Getting a Grip on “Supercapitalism.” Part four.
admin June 1st, 2008
When Frances Moore Lappé has a question about something she does her research, reaches out, and asks away.
Recently she did just that, writing directly to Robert B. Reich, in response to her read of his 2007 book, Supercapitalism: The Transformation of Business, Democracy, and Everyday Life. Reich wrote back at length, clearly glad to engage in the back-and-forth. Below is the fourth installment of their correspondence. Keep checking back for future installments and please: share your thoughts by leaving a comment!

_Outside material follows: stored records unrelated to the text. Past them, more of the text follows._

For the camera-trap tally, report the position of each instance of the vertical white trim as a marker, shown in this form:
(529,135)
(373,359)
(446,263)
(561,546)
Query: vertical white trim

4. FML: On page 50 and following you imply inexorable economic forces have undermined the democratic aspects of capitalism, giving corporations “no choice” but to behave in a narrowly self-interested survival mode. Why do you give no weight to the cultural factors (the relentless drip-drip-drip of right wing anti-government propaganda) and specific political forces? Examples: Allowing the minimum wage to lose value or NLRB rulings favoring business over unions, or subsidies of over one hundred billion dollars annually from federal, state and local governments to lure and retain corporate giants (squeezing out independents), to name a few of these non-exorable factors.
RR: To my mind, cultural and political factors have been overestimated in explaining what’s happened. Right-wing propaganda increased after Reagan entered the White House, but the trends I note started in the early 1970s, before the right became dominant. Moreover, right-wing propaganda about the economy has been a staple of American life since the 1920s. I don’t believe for a moment that technological and economic factors explain it all, but I believe we (that is, we on the left) have paid too little attention to them.